Dari tempat kejadian perkara (TKP) di Kasihan Bantul, polisi berhasil mengamankan mesin-mesin produksi obat, berbagai jenis bahan kimia/prekursor obat, obat-obatan keras jenis Hexymer, Trihex, DMP, double L, Irgapha 200 mg yang sudah dipacking dan siap kirim, adonan/campuran berbagai prekursor siap diolah menjadi obat. Lanjut Krisno, dari tersangka WZ didapatkan informasi bahwa WZ berperan sebagai penanggung jawab gudang dan A adalah berperan sebagai pekerja dan memiliki atasan berinisial LSK alias DA.

Dari keterangan DA diketahui masih ada pabrik obat-obat di lokasi lain di DIY, tepatnya di Kelurahan Banyuraden, Kecamatan Gamping, Kabupaten Sleman. "DA berperan sebagai penerima pesanan dari saudari EY (DPO/ Pengendali) dan mengirim obat ke beberapa kota di Provinsi DKI, Jatim , Jabar, Kalsel," jelas Krisno.
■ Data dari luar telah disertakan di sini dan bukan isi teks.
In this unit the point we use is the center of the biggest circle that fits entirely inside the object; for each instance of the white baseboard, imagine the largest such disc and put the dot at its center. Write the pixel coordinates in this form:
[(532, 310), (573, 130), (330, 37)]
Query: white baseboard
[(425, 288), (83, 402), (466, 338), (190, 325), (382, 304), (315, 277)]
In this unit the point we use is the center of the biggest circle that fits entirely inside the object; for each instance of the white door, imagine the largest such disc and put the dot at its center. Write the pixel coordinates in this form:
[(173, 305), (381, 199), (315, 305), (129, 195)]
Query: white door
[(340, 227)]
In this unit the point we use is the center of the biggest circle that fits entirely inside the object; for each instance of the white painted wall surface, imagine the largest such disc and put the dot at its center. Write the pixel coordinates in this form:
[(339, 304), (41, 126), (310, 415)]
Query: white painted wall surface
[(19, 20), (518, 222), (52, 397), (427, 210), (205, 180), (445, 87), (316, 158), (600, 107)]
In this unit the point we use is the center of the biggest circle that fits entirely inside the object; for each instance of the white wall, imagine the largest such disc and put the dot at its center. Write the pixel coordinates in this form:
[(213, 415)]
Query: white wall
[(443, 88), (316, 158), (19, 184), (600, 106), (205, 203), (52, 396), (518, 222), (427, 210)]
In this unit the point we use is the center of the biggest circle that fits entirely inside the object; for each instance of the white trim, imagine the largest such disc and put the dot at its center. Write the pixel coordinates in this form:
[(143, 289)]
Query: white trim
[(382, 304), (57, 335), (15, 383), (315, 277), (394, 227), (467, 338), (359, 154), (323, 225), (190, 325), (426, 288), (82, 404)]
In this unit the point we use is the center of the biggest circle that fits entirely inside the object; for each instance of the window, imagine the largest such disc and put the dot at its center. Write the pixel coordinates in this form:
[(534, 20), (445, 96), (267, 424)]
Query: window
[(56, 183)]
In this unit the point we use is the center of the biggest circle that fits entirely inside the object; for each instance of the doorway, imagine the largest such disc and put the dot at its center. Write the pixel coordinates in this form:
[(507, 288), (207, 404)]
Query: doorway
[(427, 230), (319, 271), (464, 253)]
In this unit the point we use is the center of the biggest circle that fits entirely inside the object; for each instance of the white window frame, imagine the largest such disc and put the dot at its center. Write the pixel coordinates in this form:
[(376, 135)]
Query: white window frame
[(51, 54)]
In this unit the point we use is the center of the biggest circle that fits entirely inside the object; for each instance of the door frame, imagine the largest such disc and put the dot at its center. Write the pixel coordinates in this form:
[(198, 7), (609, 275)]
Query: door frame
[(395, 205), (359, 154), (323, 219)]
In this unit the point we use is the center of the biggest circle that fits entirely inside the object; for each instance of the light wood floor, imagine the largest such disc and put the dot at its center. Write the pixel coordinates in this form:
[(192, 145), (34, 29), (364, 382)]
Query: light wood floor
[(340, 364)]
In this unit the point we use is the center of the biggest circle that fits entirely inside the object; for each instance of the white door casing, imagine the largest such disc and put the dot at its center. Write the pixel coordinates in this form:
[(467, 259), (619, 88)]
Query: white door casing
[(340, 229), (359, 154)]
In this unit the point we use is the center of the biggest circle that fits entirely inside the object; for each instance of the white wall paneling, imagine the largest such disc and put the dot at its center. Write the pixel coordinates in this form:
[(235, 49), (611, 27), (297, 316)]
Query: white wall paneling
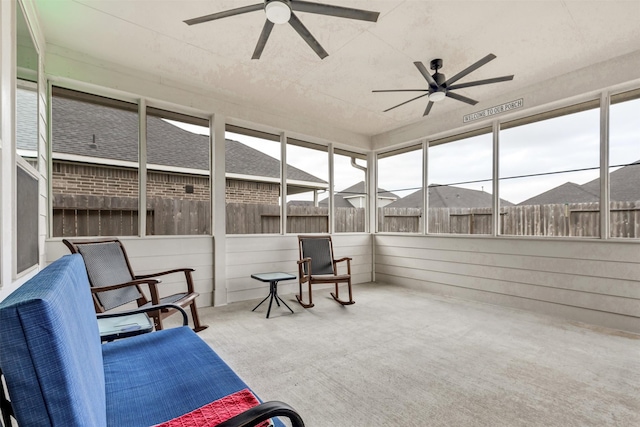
[(591, 281)]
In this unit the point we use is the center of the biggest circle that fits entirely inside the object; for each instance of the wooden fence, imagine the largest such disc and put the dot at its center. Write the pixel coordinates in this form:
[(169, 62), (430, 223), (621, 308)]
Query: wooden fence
[(81, 215), (243, 218), (118, 216), (572, 219)]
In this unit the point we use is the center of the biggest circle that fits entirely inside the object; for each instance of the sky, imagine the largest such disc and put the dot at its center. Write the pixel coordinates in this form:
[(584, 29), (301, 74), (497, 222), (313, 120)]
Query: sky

"Berdasarkan keterangan para tersangka, diketahui bahwa pabrik tersebut sudah beroperasi sejak tahun 2018 dan bisa memproduksi dua juta butir obat-obat ilegal per hari. Jumlah obat keras ilegal yang bisa dihasilkan dari 7 mesin produksi per hari adalah 14 juta butir pil, berarti 1 bulan 420 juta butir," kata dia.